We aimed to conduct study visits within 3 years of the ZIKV epidemic, but the COVID-19 pandemic delayed assessments among many participants. Because of the long delay between baseline ZIKV testing and our follow-up study, other issues or conditions, including COVID-19, may have arisen that could have impacted participants’ cognitive and behavioral development and other health indicators. There are many factors common among study participants (e.g., poor nutrition, limited educational stimulation outside of school, exposure to civil unrest) that could have affected the children’s working memory, processing speed, abstract reasoning, and behavior. Though we attempted to measure and control for potential confounding factors, it is possible that a myriad of other negative stimuli may have obscured any observable impact of ZIKV on participants’ neuropsychological test scores and social-behavioral ratings.

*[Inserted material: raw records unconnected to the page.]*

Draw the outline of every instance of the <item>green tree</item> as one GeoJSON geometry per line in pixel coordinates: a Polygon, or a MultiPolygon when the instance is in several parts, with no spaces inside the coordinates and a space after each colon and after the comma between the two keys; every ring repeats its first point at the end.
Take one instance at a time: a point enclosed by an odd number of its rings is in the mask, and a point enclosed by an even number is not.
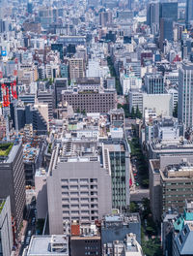
{"type": "Polygon", "coordinates": [[[174,108],[174,111],[173,111],[173,116],[174,117],[178,117],[178,102],[174,108]]]}

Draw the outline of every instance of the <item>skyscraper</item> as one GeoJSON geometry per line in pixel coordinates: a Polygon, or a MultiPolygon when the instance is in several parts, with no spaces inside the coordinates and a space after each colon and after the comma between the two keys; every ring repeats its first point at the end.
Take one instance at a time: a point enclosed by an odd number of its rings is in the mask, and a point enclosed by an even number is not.
{"type": "Polygon", "coordinates": [[[178,117],[186,128],[193,127],[193,63],[183,62],[179,72],[178,117]]]}
{"type": "Polygon", "coordinates": [[[185,22],[188,25],[193,21],[193,0],[186,0],[185,22]]]}
{"type": "Polygon", "coordinates": [[[160,4],[160,18],[171,18],[173,21],[178,20],[178,2],[166,2],[160,4]]]}
{"type": "Polygon", "coordinates": [[[156,34],[159,30],[159,3],[150,3],[147,8],[147,24],[152,33],[156,34]]]}

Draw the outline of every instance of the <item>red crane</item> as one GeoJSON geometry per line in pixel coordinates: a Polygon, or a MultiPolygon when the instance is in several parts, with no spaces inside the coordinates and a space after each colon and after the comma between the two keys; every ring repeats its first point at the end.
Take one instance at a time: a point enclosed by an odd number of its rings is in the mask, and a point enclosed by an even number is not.
{"type": "Polygon", "coordinates": [[[3,95],[3,107],[10,106],[10,94],[9,94],[9,87],[5,84],[1,84],[2,87],[2,95],[3,95]]]}
{"type": "Polygon", "coordinates": [[[12,87],[12,96],[14,99],[17,99],[17,93],[16,93],[16,81],[11,82],[12,87]]]}

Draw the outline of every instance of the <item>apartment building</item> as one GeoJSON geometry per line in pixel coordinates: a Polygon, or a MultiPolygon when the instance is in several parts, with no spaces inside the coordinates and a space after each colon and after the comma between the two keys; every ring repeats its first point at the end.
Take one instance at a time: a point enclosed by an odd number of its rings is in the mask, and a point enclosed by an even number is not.
{"type": "Polygon", "coordinates": [[[64,90],[63,105],[66,101],[74,112],[108,112],[117,108],[117,93],[115,90],[64,90]]]}
{"type": "Polygon", "coordinates": [[[69,58],[69,64],[70,80],[76,80],[85,77],[85,65],[83,58],[69,58]]]}
{"type": "Polygon", "coordinates": [[[160,184],[162,212],[172,208],[183,212],[185,200],[193,201],[193,165],[184,162],[160,170],[160,184]]]}
{"type": "Polygon", "coordinates": [[[49,165],[47,200],[50,234],[68,232],[71,221],[99,220],[111,212],[109,159],[96,140],[57,144],[49,165]]]}

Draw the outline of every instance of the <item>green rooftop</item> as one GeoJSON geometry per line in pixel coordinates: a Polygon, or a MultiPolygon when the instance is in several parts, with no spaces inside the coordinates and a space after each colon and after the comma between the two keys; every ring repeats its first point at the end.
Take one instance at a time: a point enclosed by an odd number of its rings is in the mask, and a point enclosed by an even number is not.
{"type": "Polygon", "coordinates": [[[8,156],[13,145],[13,143],[0,144],[0,156],[8,156]]]}
{"type": "Polygon", "coordinates": [[[0,202],[0,213],[4,208],[4,205],[5,205],[5,201],[0,202]]]}

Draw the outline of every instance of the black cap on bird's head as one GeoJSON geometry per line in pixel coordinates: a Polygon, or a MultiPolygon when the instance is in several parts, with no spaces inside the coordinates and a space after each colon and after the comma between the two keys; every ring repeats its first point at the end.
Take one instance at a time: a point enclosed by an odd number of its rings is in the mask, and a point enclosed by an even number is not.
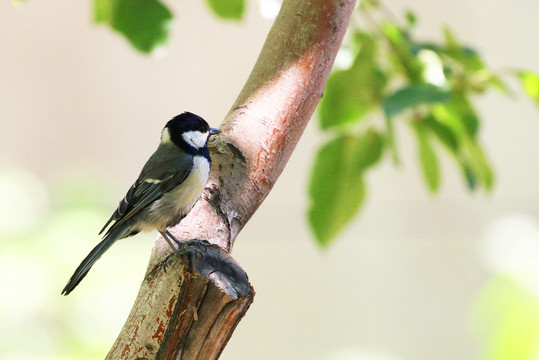
{"type": "Polygon", "coordinates": [[[172,141],[176,146],[193,152],[205,148],[209,137],[220,132],[219,129],[211,128],[200,116],[186,111],[167,122],[161,142],[172,141]]]}

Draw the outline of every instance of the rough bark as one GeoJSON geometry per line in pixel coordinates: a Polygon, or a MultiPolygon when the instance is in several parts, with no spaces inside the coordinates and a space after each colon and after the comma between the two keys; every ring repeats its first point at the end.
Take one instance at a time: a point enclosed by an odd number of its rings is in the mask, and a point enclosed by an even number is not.
{"type": "Polygon", "coordinates": [[[354,5],[355,0],[283,2],[223,133],[210,144],[213,164],[205,194],[172,230],[179,239],[215,245],[190,266],[167,258],[167,244],[156,241],[131,314],[107,359],[219,357],[254,297],[229,252],[311,118],[354,5]]]}

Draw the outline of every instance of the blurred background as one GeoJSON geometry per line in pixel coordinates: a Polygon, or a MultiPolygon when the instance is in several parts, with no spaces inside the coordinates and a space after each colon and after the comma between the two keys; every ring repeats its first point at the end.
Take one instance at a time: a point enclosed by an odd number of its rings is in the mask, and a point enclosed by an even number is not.
{"type": "MultiPolygon", "coordinates": [[[[539,69],[529,0],[388,0],[418,35],[449,24],[494,69],[539,69]]],[[[189,110],[218,126],[278,2],[218,20],[169,4],[166,50],[141,55],[92,24],[88,2],[0,4],[0,358],[101,359],[130,311],[155,234],[117,243],[69,297],[60,291],[157,146],[189,110]],[[262,9],[262,10],[261,10],[262,9]]],[[[257,295],[222,359],[539,359],[539,115],[528,99],[477,103],[497,174],[472,194],[448,159],[424,189],[412,135],[403,165],[369,174],[361,216],[327,250],[306,222],[322,142],[314,121],[236,241],[257,295]]]]}

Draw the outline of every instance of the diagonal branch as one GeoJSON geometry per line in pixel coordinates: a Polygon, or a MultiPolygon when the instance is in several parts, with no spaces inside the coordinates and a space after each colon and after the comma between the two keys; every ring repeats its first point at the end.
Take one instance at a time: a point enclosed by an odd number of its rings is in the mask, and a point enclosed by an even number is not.
{"type": "Polygon", "coordinates": [[[285,167],[322,96],[354,5],[355,0],[283,2],[222,135],[210,144],[205,195],[173,229],[180,239],[215,245],[193,259],[193,270],[168,261],[168,246],[156,241],[107,359],[219,357],[254,296],[247,275],[222,249],[231,251],[285,167]]]}

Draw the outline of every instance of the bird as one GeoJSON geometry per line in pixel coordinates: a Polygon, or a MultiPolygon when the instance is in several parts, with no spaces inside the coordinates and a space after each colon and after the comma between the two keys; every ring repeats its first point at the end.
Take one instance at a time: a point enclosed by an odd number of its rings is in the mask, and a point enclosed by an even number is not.
{"type": "Polygon", "coordinates": [[[206,241],[179,241],[168,228],[177,225],[202,195],[211,165],[208,139],[220,132],[190,112],[166,123],[159,146],[99,232],[104,233],[101,242],[77,267],[62,295],[73,291],[112,244],[139,232],[156,229],[172,250],[182,255],[200,254],[206,248],[206,241]]]}

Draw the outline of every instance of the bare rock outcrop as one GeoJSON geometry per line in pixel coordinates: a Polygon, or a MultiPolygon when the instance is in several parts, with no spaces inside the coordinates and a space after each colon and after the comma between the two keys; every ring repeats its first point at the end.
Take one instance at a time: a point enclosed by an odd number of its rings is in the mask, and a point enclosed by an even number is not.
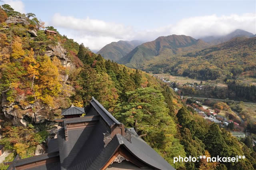
{"type": "Polygon", "coordinates": [[[45,53],[50,57],[56,56],[60,60],[62,64],[64,66],[70,67],[71,66],[70,60],[67,56],[67,51],[58,43],[56,46],[49,45],[47,47],[47,51],[45,53]]]}
{"type": "Polygon", "coordinates": [[[38,145],[36,146],[36,149],[35,151],[35,155],[40,155],[46,153],[46,148],[45,146],[42,144],[38,145]]]}
{"type": "Polygon", "coordinates": [[[25,16],[9,16],[5,21],[6,24],[20,24],[23,25],[29,24],[29,22],[28,18],[25,16]]]}

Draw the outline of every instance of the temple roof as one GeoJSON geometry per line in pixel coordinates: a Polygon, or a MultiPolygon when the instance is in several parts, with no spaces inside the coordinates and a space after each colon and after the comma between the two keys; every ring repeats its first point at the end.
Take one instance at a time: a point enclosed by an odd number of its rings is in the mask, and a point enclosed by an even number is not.
{"type": "Polygon", "coordinates": [[[140,168],[175,169],[134,129],[125,128],[94,98],[86,110],[84,117],[61,119],[63,127],[57,139],[48,140],[48,153],[15,160],[12,166],[21,170],[26,169],[20,166],[31,164],[29,169],[33,170],[98,170],[106,169],[120,155],[140,168]]]}
{"type": "Polygon", "coordinates": [[[71,106],[70,107],[62,110],[62,116],[73,115],[74,114],[82,114],[85,113],[84,108],[71,106]]]}

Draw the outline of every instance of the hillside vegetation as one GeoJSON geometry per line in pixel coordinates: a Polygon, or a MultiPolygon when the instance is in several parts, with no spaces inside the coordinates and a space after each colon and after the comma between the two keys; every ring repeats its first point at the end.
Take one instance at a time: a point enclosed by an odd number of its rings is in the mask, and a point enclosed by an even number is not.
{"type": "Polygon", "coordinates": [[[209,36],[202,37],[202,39],[206,42],[207,42],[211,45],[218,45],[219,44],[225,42],[236,37],[254,37],[254,35],[252,33],[244,30],[237,29],[230,32],[227,35],[222,36],[209,36]]]}
{"type": "Polygon", "coordinates": [[[130,67],[142,68],[148,62],[153,62],[183,52],[209,46],[203,41],[188,36],[172,35],[161,36],[138,46],[118,62],[130,67]]]}
{"type": "MultiPolygon", "coordinates": [[[[256,147],[251,142],[239,141],[186,108],[165,84],[144,72],[104,60],[52,26],[46,28],[56,34],[45,32],[43,23],[33,14],[25,16],[6,5],[1,10],[6,16],[0,24],[0,144],[14,153],[5,161],[17,154],[22,158],[34,155],[36,146],[46,145],[52,137],[48,134],[56,125],[53,120],[62,117],[61,109],[72,104],[84,106],[93,96],[178,170],[256,168],[256,147]],[[204,155],[245,155],[246,159],[173,163],[174,157],[204,155]]],[[[195,42],[188,40],[177,46],[195,42]]],[[[250,127],[252,132],[254,125],[250,127]]],[[[7,166],[2,164],[0,169],[7,166]]]]}
{"type": "Polygon", "coordinates": [[[96,54],[101,55],[106,60],[117,61],[142,43],[136,40],[112,42],[105,46],[96,54]]]}

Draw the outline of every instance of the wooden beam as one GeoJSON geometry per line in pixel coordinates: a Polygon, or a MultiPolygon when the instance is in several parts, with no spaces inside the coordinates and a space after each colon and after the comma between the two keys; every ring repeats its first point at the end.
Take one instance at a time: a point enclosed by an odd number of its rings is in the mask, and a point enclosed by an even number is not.
{"type": "Polygon", "coordinates": [[[113,156],[112,156],[112,157],[109,159],[108,161],[108,162],[106,164],[105,166],[103,166],[103,168],[102,168],[101,169],[101,170],[105,170],[106,169],[106,168],[108,168],[108,167],[109,166],[109,165],[110,165],[111,164],[111,163],[112,163],[112,162],[115,160],[115,159],[116,159],[116,158],[117,156],[118,156],[119,154],[119,151],[118,150],[118,151],[116,151],[116,153],[114,154],[113,156]]]}
{"type": "Polygon", "coordinates": [[[119,154],[142,169],[148,167],[148,166],[137,159],[134,155],[131,154],[130,152],[123,147],[121,146],[119,148],[119,154]]]}
{"type": "Polygon", "coordinates": [[[16,170],[26,170],[32,168],[34,168],[37,166],[41,166],[42,165],[45,165],[46,164],[56,162],[59,161],[60,157],[59,156],[56,156],[46,160],[36,162],[35,162],[27,164],[26,165],[18,166],[16,167],[15,169],[16,170]]]}

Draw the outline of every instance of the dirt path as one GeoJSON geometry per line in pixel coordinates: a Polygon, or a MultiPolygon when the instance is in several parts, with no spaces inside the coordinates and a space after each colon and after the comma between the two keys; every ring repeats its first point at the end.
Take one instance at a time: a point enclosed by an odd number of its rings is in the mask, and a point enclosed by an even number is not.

Most of the children in our study had at least one DENV infection at some point in the past. While this may limit generalizability to populations without DENV exposure (e.g., travelers), most regions that experienced a ZIKV epidemic were also DENV-endemic areas.

Conclusions

Neurological signs, including paresthesia and cranial nerve abnormalities, were observed among a few participants in our study. We did not observe a meaningful link between acquired ZIKV infection and subsequent neurological, cognitive, or social-behavioral outcomes in a representative sample. A possible exception may be hearing impairment and loss, which should be explored further in future studies. Although Guillain-Barré syndrome, encephalitis, myelitis, and other neurological outcomes are associated with ZIKV, they appear to be infrequent in children. ZIKV is still circulating and could potentially re-emerge in the coming decades. Given the neurotropic properties of ZIKV and other mosquito-borne viruses, we recommend the inclusion of clinically observed or self-reported neurological symptoms and cranial neuropathy in future syndromic surveillance and observational research efforts in geographic areas where these viruses typically circulate.